Senza dire una parola tiro fuori le dita dalla bocca, posiziono la mano sulla sua nuca, faccio un passo indietro e le abbasso la testa verso il basso, costringendola ad inginocchiarsi.
“Ora prendimelo in bocca, da brava troia!”, esclamo sempre più eccitato.
Ormai lei è diventata un automa ed esegue tutti i miei ordini.
Con una mano stringe forte il cazzo e inizia a leccarlo con vigoria e passione, come se non facesse un pompino da tempo immemore. Continua a tenere gli occhi chiusi.
Riposiziono la mia mano dietro la sua testa e gliela spingo con forza per assecondare le pompate.
Ogni tanto la costringo a prendermelo tutto in gola, fino a farle perdere il respiro.
Un fiume di saliva esce dalla sua bocca e le cola sulla gonna.
Le scopo forte la bocca, senza ritegno, con egosimo, con cattiveria, solo per il mio mero soddisfacimento personale.
“Sei una troia, lo sai?!”, le chiedo con l’intento di insultarla.
“Sì, sono una troia!”, risponde nel breve momento in cui le consento di respirare.
Riprendo a riempirle la bocca. La sua mano, ormai, ha perso la presa sul mio cazzo e la sua lingua e le sue labbra me lo avvolgono solo dietro le mie spinte alternate del bacino e della mia mano dietro la sua nuca.
Mi sento un animale e sto godendo di ciò.
Ora entrambe le mie mani sono dietro la sua testa e la tengono ferma. Il mio cazzo entra ed esce solo a seguito delle mie spinte, come se la sua bocca fosse un involucro da riempire.
Il cazzo è inondato di saliva, mi sembra quasi di non percepire più la lingua e le labbra sulla pelle.
Sento che sto per venire. Potrei anche decidere di fermare il pompino e di scoparmi la collega ma, no, non se lo merita, deve essere punita per la sua arroganza e supponenza.
Quindi mi preparo a godere, deve essere un finale memorabile.
Le vene del cazzo pulsano, inizio a percepire le prime contrazioni nel basso ventre.
È il momento.
Senza dire nulla tiro fuori il cazzo dalla sua bocca e lo stringo forte con una mano. Lo direziono verso il suo viso ed esplodo in copiosi schizzi di sperma che le ricoprono oscenamente gli occhi, il naso e persino i capelli.
Riesco a stento a trattenere i miei grugniti, ma godo nel vederla in quella posizione, in ginocchio, il viso pieno del mio sperma, che cola anche giù sulla gonna, unendosi alla saliva.

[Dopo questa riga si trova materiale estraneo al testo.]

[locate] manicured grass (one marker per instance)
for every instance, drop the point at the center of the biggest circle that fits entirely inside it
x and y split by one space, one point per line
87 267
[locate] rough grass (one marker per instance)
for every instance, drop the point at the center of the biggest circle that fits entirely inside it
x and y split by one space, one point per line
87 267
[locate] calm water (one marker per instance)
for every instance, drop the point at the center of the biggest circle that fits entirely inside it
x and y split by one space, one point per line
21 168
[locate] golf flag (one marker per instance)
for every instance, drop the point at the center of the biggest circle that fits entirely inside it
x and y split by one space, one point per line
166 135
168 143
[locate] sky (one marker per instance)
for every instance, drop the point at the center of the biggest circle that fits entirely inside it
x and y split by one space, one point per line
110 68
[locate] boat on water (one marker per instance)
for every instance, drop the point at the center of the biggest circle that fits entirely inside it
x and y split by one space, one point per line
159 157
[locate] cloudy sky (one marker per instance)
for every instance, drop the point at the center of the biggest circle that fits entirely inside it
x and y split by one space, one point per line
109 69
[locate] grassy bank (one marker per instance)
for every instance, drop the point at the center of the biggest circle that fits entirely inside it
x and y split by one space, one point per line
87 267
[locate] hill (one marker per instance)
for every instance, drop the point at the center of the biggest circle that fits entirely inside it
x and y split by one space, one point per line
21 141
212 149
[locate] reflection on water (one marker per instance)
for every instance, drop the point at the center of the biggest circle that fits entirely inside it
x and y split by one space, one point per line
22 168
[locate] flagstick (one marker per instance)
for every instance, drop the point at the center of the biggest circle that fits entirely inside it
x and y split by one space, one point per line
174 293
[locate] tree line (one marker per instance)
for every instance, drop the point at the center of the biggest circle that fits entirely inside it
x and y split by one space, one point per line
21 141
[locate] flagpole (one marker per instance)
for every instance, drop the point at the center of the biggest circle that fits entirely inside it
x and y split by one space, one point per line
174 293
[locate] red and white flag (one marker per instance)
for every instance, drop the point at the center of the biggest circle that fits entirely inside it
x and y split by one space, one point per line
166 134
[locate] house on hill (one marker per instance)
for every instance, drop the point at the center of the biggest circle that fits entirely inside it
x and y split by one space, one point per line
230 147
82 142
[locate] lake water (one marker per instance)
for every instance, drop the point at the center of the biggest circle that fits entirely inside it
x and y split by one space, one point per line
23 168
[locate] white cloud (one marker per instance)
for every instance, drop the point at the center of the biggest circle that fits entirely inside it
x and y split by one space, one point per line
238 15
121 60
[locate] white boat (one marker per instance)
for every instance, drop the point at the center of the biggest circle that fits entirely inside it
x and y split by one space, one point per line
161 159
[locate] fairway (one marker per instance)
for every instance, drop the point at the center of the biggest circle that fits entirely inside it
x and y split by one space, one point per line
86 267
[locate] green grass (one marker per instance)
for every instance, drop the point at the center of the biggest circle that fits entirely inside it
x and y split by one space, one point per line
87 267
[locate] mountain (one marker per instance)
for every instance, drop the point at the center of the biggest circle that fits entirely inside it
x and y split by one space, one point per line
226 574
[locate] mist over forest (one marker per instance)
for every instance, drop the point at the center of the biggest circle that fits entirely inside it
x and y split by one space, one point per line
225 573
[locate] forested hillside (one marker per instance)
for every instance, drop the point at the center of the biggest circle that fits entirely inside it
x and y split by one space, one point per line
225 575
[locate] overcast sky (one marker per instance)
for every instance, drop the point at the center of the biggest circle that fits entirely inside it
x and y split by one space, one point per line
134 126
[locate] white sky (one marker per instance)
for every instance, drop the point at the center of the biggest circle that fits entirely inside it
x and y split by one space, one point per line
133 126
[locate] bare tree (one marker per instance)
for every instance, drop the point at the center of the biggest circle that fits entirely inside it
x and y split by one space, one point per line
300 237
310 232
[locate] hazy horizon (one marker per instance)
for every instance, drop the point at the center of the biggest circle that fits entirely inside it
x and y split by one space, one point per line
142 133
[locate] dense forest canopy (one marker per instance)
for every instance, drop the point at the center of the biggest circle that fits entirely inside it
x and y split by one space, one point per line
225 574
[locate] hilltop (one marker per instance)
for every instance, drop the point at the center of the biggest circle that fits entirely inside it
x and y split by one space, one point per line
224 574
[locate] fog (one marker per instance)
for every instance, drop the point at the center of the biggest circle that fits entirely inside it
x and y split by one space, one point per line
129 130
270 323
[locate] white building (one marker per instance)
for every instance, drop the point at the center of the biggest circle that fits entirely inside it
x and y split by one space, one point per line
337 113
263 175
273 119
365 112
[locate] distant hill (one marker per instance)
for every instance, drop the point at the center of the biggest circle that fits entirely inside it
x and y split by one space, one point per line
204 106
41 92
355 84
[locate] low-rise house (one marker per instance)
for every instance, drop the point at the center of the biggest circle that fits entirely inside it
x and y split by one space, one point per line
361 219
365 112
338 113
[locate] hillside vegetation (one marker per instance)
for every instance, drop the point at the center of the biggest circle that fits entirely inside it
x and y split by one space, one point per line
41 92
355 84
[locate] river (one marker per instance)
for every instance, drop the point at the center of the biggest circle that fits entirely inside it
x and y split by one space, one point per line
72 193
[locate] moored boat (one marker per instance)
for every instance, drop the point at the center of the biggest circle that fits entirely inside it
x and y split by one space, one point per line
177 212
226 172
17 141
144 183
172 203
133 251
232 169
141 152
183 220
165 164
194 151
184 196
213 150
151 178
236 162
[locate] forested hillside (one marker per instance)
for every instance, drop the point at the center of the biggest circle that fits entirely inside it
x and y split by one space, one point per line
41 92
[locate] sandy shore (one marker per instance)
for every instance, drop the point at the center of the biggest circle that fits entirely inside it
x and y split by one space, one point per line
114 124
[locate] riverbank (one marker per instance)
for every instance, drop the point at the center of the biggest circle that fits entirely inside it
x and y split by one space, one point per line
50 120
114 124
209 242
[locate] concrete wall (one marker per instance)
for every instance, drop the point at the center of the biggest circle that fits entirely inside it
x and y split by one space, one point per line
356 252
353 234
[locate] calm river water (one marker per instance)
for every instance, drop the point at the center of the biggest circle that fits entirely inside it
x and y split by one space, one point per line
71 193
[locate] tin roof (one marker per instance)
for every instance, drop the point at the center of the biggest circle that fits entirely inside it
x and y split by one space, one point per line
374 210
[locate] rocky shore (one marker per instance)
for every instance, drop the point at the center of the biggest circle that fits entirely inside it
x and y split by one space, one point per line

Lei mi guarda inebetita, in attesa.
“Puliscilo bene, forza!”, ordino.
Lei esegue. Con delicatezza lecca il cazzo, ripulendolo delle gocce di sperma.
Sono soddisfatto.
Con una mano rimetto il cazzo dentro i pantaloni, mi giro verso lo specchio alle mie spalle per ricompormi, mi lavo le mani.
Lei è ancora in ginocchio dietro di me, quasi priva di sensi, piena di sperma e saliva.
Le giro intorno, apro la porta e, senza nemmeno guardarla, le dico beffardamente: “Arrivederci collega, chiamami quando verrà pubblicata la sentenza”.